コリント人への手紙第一10章

パウロは、旧約時代を振り返っている。そこには一つの比喩がある。キリスト者がキリストにつくバプテスマを受けたように、モーセと共に海を通ってエジプトを脱出したイスラエルは、モーセにつくバプテスマを受けたのと同じである。またキリスト者が、常にキリストのいのちで生かされていくように、彼らも天来のマナで養われたのである。「これらのことが起こったのは、私たちへの戒めのためです。」(6節)と語る。つまり、そのような恵みと特権を受けた彼らが堕落した時にどうなったのか、「歴史的教訓」に学べ、というわけである。

パウロは昔のイスラエルの民が、目に見えぬ神を見える形、つまり金の子牛にして拝んだ問題を取り上げている。そして彼らは姦淫の罪を犯した(8節)、モアブの女たちによってイスラエルが誘惑され偶像崇拝に加担するようになった時、約24000人の者が神に裁かれて疫病で死んだことを思い起こさせている(民数25章)。パウロは、23000人としているが、人数の違いは、パウロの記憶による引用のためなのだろう。そして主を試みた(9節)。これは食べ物や水のことで呟いた民数記21章4-9節を背景としており、それは、神を信頼せず、繰り返し神の心を痛めることを言っている。そして民数記14、16章の事件にあるように、新しいカナンの地を占領せよと、神のチャレンジを受けながら、自分たちにはできないとぶつぶつ不平をならしながら、尻込み、結局神に与えられた機会を、不信仰によって失ったのである。

これらすべては、私たちに対する警告であり、教訓である。私にそんなことはないから大丈夫だ、と思っている人ほど、その慢心に注意しなければならない(12節)。人生何が起こるかわからないものだし、試練は必ず起こりうるものだから。自分に厳しさを失わず、信仰の道をしっかり歩もうとする者は、たとえ試練にさらされようとも、その試練からの脱出の道が必ず備えられると約束される(13節)。

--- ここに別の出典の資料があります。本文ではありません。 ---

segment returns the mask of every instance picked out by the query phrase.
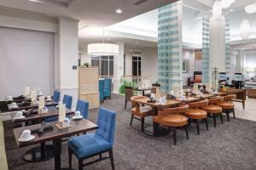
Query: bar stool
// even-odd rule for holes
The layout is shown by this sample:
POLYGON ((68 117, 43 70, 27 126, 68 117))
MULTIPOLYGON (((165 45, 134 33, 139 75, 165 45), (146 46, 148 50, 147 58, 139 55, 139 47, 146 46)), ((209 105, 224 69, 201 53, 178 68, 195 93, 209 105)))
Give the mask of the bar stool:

そしてむしろ、パウロはキリスト者が、キリストの血とからだにあずかる民であるという(16節)。キリスト者は、キリストとのいのちある関係の中に生きる者である。実際かつての民が偶像崇拝で犯した罪の本質は、金の子牛を拝んだことよりも、集会の名のもとに偶像の祭壇の交わりにあずかり、乱痴気騒ぎをしたことであった。つまり、パウロが戒めているポイントは、「悪霊と交わる」(20節)ことである。確かにコリントの教会の問題も、8章にあるように、偶像礼拝そのものよりも、偶像に献げた肉を大盤振る舞いし、乱痴気騒ぎを起こす無節操さにあった。それは結局偶像ではなく、悪霊との宴に興じることなのである。そして、偶像は、人間が時間と思いと精力のすべてをささげるものであるとするならば、今日の私たちも、直接神の形に模ったものを拝む偶像礼拝をしていることはないとしても、自分が手をかけているものに全てを注力し、それにうつつを抜かす人生を生きているとしたら同じである。それは、悪霊に献げられた人生なのである(20節)。キリストの血潮に触れたなら、もはや後戻りはできない。キリストの食卓に与りながら、今なお、物欲の食卓に与り続けることはできない。それは主の妬みを引き起こすことである、と(22節)。

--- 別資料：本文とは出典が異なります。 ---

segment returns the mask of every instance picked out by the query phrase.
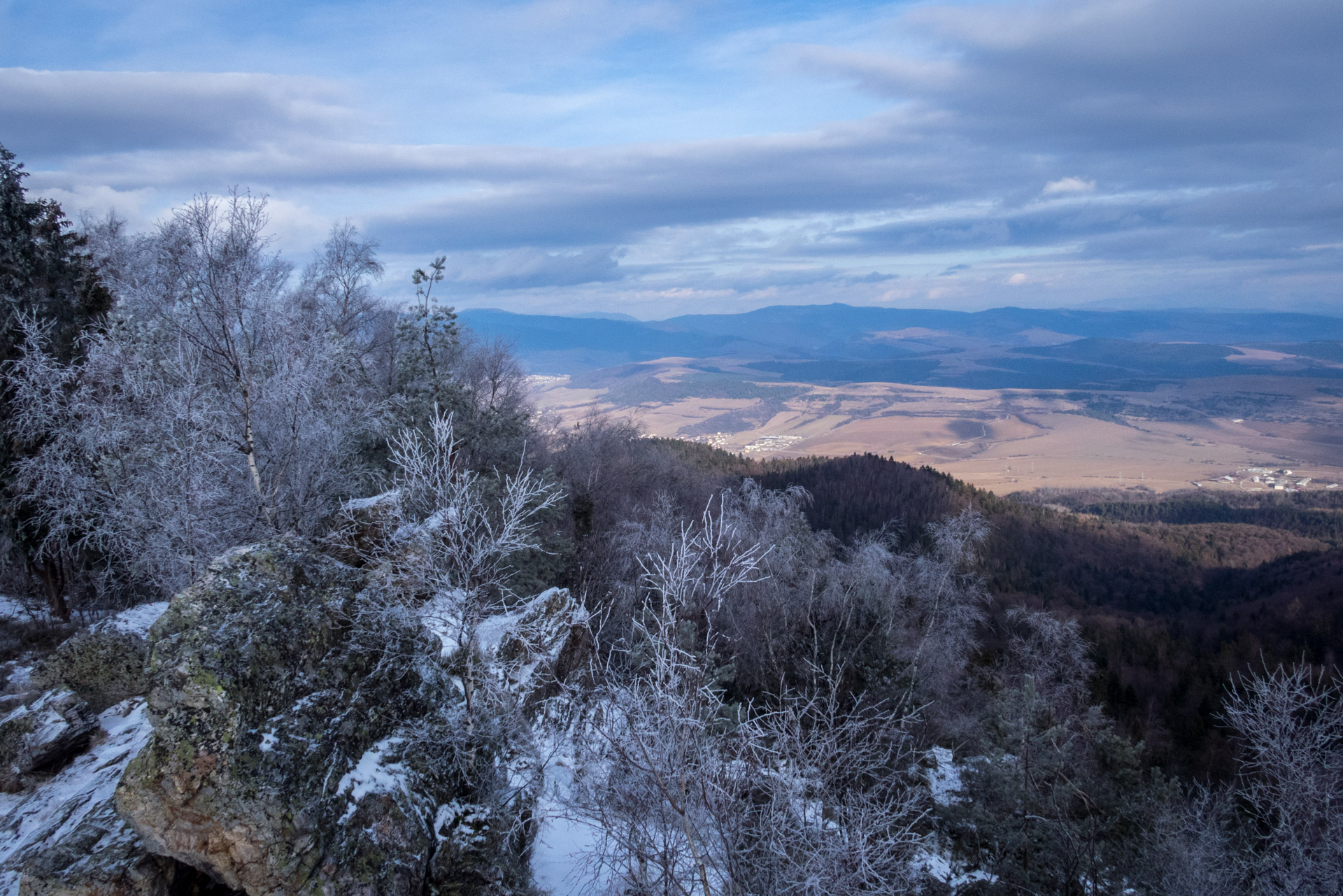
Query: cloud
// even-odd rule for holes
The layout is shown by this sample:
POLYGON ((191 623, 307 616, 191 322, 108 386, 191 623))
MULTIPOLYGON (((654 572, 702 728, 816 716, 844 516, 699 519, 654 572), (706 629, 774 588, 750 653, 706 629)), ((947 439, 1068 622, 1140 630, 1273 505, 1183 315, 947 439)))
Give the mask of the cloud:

パウロは、キリスト者の生き方の本質を述べた後、再び弱い者への配慮ある行動を勧める。23節「すべてのことが許されている」、しかしだからといって、仲間に対する関心や配慮を欠くふるまいは許されない。心得るべき行動原則がある。一つは自由を原則としながらも、弱い良心を持った人に配慮し自制することである(27節)。また、何をするにもただ神の素晴らしさが現されるように行動すること(31節)、また弱い人のつまずきや誤解を避けること(32節)、そして人々の救いにプラスになることを考えて行動することである。キリスト者の成熟は、他者を思いやりながら行動できることにある。物事を深く考え、色々な事柄に細やかに配慮出来る人になることに他ならないのである。